Ashton Corsetti, Editor

Like other females at the age of 18, Kenzley Hess received a letter confirming her eligibility to run in the 2014 Miss Farmington pageant. After she went to the initial meeting, Hess decided to compete for the crown, although she never considered it in her childhood years. Her mother, a judge for pageants, offered her words of wisdom, yet Hess said she “didn’t want her advice.” As soon as Hess turned into her room, however, she practiced whatever her mom said. She scanned over her ideas for a platform and stopped at bullying awareness. As an alumni of the Davis’s Musical Theater program, she used her vocal talent by way of Broadway songs.

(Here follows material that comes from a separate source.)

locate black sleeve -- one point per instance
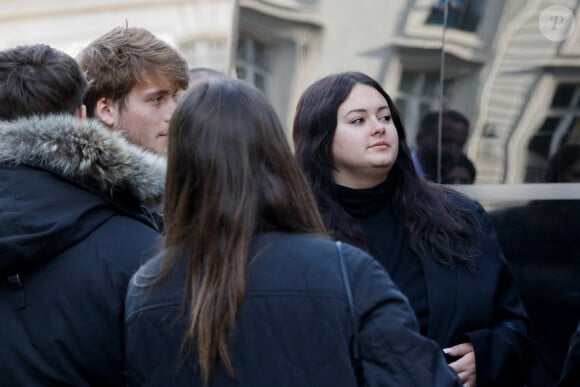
(571, 373)
(393, 351)
(503, 352)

“I just felt like I need to do the pageant. It just kind of happened,” Hess said. “There was never a time where I was like, ‘I’m going to do it.’ I just kind of went with the flow, then it happened.”

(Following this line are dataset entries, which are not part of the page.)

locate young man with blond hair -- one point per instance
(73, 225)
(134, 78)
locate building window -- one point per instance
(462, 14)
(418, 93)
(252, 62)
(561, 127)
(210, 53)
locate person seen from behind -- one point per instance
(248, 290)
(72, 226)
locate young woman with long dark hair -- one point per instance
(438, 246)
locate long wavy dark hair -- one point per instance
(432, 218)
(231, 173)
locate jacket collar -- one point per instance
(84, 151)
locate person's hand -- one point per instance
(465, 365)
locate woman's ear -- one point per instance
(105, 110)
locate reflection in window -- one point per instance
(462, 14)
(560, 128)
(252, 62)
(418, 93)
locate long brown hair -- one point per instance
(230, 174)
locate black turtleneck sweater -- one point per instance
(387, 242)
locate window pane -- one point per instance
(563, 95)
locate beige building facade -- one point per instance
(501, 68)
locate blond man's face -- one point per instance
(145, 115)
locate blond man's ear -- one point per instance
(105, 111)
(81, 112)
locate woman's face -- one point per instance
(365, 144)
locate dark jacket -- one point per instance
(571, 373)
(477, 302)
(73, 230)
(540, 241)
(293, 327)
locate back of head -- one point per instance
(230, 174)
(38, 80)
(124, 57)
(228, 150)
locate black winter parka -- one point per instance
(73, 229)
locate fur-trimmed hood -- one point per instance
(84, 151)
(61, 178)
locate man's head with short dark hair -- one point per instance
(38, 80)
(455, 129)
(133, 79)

Hess accepted the title of Miss Farmington. From that point on for the rest of the year, she worked to bring the community together through events and service. She appeared at places such as schools and Farmington Festival Days, and is currently looking to raise 1,000 pairs of footwear through the Power to Become (formerly known as Dando Amor) Shoe Drive by the end of May. Her platform addressed bystanders and what they need to do to combat bullying.

Now it’s the spring of 2015, and soon Hess must place the crown on another girl’s head.

“I’m scared, but I think it’ll be so fun because that’s their moment and that’s the first time that they get to be Miss Farmington,” Hess said. “It’s a big deal to have that crown put on your head, and so I’m really excited for it and to be able to do that for someone.”

Although the upcoming pageant signals the completion of her term, Hess knows that it’s been a success. Having children being open about bullying with her, and thanking Hess for her platform, allows her to take off her crown with fulfillment.

“Yes, I am very happy with the progress that I’ve made,” Hess said. “I’m not done yet, so I’m hoping to be helping others more.”